Première question : l’appelant était-il fondé à quitter son emploi chez X parce qu’il avait été victime de discrimination sur la base de son appartenance à un syndicat?

[12] L’appelant a prétendu avoir droit aux prestations d’AE sur le fondement de la Charte québécoise (GD2-1).
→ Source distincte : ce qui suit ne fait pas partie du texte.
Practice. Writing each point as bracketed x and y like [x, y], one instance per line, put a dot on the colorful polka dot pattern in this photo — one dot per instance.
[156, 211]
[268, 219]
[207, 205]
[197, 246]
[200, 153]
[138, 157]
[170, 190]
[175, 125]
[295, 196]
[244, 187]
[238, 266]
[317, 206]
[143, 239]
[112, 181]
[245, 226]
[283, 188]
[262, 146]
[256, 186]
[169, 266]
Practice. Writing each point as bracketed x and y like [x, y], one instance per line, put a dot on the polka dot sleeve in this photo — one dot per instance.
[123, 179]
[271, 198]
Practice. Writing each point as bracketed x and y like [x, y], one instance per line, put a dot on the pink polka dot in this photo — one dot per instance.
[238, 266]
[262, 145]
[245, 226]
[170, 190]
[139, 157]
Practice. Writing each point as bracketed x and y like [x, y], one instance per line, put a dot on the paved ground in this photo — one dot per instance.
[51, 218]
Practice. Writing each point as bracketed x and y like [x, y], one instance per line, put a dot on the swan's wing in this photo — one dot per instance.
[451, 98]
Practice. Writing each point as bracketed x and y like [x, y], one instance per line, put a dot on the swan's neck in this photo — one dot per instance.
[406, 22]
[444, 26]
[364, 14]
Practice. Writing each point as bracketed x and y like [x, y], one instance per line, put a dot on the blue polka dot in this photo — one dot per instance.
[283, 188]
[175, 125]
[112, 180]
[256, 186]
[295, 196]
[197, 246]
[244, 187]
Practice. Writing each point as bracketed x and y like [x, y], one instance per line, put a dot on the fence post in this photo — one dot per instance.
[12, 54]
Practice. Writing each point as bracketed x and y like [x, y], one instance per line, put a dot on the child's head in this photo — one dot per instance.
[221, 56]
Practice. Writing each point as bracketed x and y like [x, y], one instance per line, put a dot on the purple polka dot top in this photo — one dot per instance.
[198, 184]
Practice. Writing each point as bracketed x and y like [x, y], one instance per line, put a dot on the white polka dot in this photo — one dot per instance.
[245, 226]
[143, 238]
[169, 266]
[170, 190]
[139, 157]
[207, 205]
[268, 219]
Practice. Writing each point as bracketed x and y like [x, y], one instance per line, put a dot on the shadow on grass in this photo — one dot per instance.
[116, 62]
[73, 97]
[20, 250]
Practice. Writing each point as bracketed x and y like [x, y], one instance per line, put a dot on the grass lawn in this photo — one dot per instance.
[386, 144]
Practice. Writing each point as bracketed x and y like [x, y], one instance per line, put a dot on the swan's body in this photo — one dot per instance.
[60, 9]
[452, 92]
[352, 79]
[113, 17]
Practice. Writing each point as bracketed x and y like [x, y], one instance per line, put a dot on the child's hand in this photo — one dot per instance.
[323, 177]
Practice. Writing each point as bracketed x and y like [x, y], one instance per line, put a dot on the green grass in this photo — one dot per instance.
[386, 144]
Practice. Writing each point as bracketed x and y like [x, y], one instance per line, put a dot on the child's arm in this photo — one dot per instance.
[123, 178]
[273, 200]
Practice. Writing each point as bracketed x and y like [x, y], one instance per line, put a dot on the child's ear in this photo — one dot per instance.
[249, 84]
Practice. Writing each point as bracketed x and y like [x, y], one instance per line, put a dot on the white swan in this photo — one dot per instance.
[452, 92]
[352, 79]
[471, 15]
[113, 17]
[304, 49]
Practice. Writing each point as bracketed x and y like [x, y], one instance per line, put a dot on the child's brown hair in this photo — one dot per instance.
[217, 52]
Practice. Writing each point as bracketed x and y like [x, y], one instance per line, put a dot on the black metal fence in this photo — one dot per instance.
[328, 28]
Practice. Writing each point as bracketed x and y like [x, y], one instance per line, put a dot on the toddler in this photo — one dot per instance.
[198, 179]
Dans ses observations écrites concernant la Charte québécoise (GD5), l’appelant a déclaré qu’il était fondé à quitter son emploi au sens de l’article 29(c)(xi) de la LAE en raison de « pratiques de l’employeur contraires au droit ». Il a déclaré (GD5-2) que la règle de droit qu’il invoque est celle prescrite à l’article 19 de la Charte québécoise, lequel prévoit que « [t]out employeur doit, sans discrimination, accorder un traitement ou un salaire égal aux membres de son personnel qui accomplissent un travail équivalent au même endroit. » L’appelant fait valoir qu’X a exercé une discrimination illicite à son endroit en ne lui accordant pas une augmentation de salaire en raison de son appartenance à un syndicat, ce qui va à l’encontre de l’article 19 de la Charte québécoise.
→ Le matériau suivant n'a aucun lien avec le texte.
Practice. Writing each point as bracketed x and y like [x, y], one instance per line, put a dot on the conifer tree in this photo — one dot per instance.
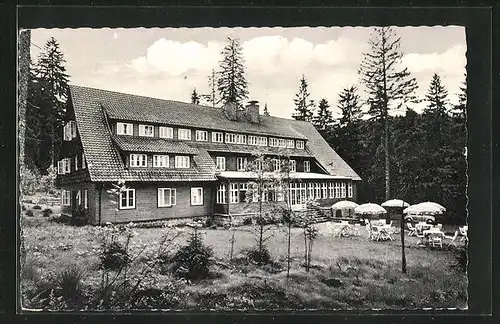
[303, 105]
[231, 83]
[324, 117]
[195, 97]
[389, 85]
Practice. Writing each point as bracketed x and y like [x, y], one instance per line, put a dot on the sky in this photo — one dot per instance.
[168, 63]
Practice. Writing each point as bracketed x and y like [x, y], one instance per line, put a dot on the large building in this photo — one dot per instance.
[184, 160]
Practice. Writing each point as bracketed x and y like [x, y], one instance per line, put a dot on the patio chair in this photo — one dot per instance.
[453, 239]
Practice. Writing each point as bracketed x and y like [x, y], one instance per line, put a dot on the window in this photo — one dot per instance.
[307, 166]
[276, 165]
[324, 193]
[221, 194]
[310, 191]
[166, 132]
[69, 131]
[220, 163]
[84, 161]
[337, 190]
[124, 129]
[241, 163]
[196, 196]
[230, 138]
[217, 137]
[146, 130]
[138, 160]
[317, 190]
[66, 197]
[160, 161]
[127, 199]
[182, 161]
[241, 139]
[166, 197]
[184, 134]
[330, 190]
[86, 198]
[201, 136]
[233, 193]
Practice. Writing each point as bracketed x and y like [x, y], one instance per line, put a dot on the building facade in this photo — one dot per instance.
[183, 160]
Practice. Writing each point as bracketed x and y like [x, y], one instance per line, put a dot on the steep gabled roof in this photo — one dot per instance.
[93, 106]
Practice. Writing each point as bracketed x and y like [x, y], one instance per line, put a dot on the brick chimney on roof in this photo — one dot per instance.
[252, 111]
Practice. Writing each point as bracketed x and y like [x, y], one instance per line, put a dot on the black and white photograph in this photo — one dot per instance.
[243, 168]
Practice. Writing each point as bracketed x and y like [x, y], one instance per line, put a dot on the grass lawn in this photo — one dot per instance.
[347, 273]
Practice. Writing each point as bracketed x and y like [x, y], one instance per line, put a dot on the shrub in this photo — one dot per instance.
[114, 257]
[193, 260]
[80, 216]
[259, 256]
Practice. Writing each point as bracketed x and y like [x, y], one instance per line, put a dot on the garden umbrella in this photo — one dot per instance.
[369, 209]
[395, 203]
[425, 208]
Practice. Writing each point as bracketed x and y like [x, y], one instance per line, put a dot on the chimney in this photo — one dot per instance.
[230, 109]
[252, 111]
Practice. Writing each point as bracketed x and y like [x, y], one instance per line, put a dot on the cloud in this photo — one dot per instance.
[451, 62]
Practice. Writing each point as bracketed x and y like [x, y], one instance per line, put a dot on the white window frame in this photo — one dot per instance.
[233, 193]
[217, 137]
[201, 136]
[180, 161]
[127, 192]
[196, 196]
[241, 163]
[86, 198]
[221, 194]
[66, 197]
[307, 166]
[220, 163]
[166, 132]
[186, 134]
[161, 161]
[143, 132]
[172, 197]
[121, 128]
[138, 160]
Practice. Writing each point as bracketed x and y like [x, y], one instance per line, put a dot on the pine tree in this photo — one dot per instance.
[266, 112]
[195, 97]
[48, 95]
[324, 117]
[389, 86]
[231, 83]
[303, 106]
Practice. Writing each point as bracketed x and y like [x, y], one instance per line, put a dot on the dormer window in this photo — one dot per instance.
[138, 160]
[124, 129]
[69, 131]
[146, 130]
[166, 132]
[201, 136]
[184, 134]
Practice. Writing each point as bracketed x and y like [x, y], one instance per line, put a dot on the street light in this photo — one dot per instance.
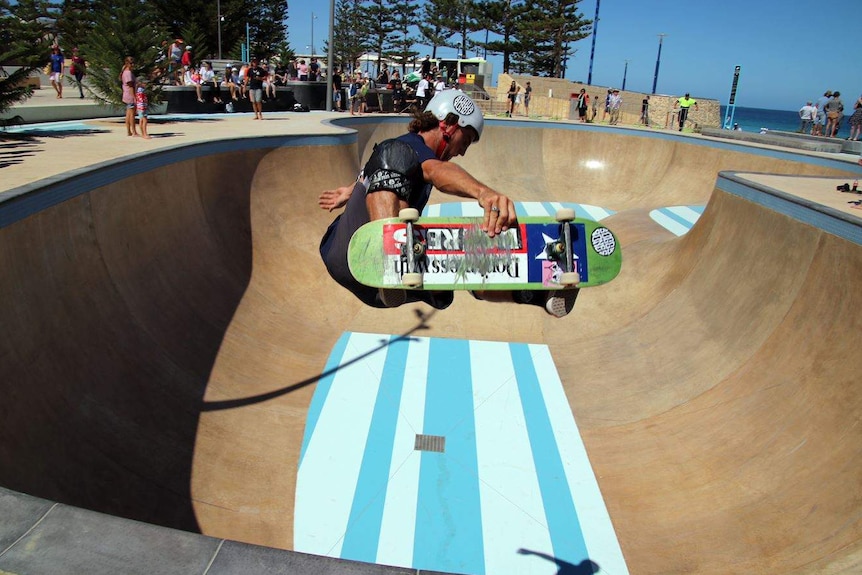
[593, 49]
[220, 18]
[625, 71]
[313, 18]
[657, 62]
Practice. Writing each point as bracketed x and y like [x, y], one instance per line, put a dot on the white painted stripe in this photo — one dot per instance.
[592, 212]
[512, 510]
[532, 208]
[399, 512]
[596, 526]
[669, 223]
[685, 213]
[329, 472]
[472, 210]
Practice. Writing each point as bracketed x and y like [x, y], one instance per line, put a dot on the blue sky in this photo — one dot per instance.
[789, 52]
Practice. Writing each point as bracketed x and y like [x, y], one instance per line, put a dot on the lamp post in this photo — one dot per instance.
[313, 18]
[657, 62]
[625, 72]
[593, 49]
[219, 17]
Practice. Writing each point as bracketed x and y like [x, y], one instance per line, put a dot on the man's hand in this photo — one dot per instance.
[499, 212]
[334, 199]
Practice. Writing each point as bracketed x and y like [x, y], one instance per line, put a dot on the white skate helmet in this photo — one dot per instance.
[460, 104]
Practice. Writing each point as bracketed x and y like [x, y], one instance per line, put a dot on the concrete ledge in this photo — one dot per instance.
[847, 146]
[39, 536]
[777, 139]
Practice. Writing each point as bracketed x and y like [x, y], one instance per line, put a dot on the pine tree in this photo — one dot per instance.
[546, 32]
[351, 33]
[27, 31]
[502, 17]
[400, 49]
[126, 29]
[382, 14]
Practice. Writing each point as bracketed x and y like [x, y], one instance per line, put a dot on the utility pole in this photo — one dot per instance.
[593, 49]
[657, 62]
[625, 72]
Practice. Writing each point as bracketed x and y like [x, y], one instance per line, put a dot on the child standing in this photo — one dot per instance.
[141, 105]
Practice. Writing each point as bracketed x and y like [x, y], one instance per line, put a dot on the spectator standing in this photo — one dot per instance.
[511, 94]
[820, 119]
[57, 65]
[614, 104]
[254, 79]
[175, 57]
[77, 69]
[582, 103]
[141, 105]
[834, 113]
[684, 104]
[856, 121]
[127, 79]
[336, 89]
[422, 90]
[645, 111]
[807, 115]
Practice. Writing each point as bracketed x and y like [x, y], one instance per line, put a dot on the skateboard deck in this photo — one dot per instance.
[453, 253]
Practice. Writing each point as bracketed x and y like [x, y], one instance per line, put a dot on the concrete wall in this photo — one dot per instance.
[551, 99]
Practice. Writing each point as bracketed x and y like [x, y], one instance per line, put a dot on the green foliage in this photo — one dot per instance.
[125, 30]
[26, 36]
[13] Bien que la LAE prévoie que le prestataire peut être fondé à quitter volontairement son emploi lorsque les pratiques de l’employeur sont contraires au droit (voir l’article 29(c)(xi)), le Tribunal n’a pas compétence en ce qui a trait à la Charte québécoise et ne peut tirer de conclusions en regard de celle-ci.

[14] Si l’appelant croit que son employeur a enfreint les droits que lui garantit la Charte québécoise, son recours consiste à déposer une plainte auprès de la Commission constituée par la Charte québécoise, laquelle est chargée d’enquêter sur les allégations de discrimination fondée sur des motifs illicites aux termes de la Charte québécoise.

[15] Le Tribunal ne tire donc aucune conclusion quant à savoir si X a enfreint les droits consacrés à l’article 19 de la Charte québécoise dans le cas de l’appelant.

[16] En l’espèce, le Tribunal peut seulement trancher la question de savoir si l’appelant doit être exclu du bénéfice des prestations d’AE en application des articles 29 et 30 de la LAE.

[17] D’abord, le Tribunal s’est demandé si l’appelant était fondé à quitter son emploi chez X parce que son employeur s’était livré à des pratiques contraires au droit au sens de l’article 29(c)(xi) de la LAE.

[18] Le Tribunal conclut que de telles circonstances n’existaient pas dans le cas de l’appelant. En effet, rien ne prouve qu’X s’est livrée à quelque pratique que ce soit susceptible de constituer un acte de nature criminelle ou quasi criminelle, ni qu’elle a obligé l’appelant à poser un acte illégal ou contraire aux normes réglementaires en matière de santé et de sécurité au travail. Rien ne prouve non plus que l’employeur a refusé de verser à l’appelant son salaire ou de se conformer aux dispositions de la convention collective en vigueur. L’appelant n’a donc pas réussi à démontrer qu’il était fondé à quitter son emploi chez X du fait que son employeur avait adopté des pratiques contraires au droit.

[19] Ensuite, le Tribunal s’est demandé si l’appelant était fondé à quitter son emploi parce qu’il avait été victime de discrimination en raison de son appartenance à un syndicat au sens de l’article 29(c)(xii) de la LAE.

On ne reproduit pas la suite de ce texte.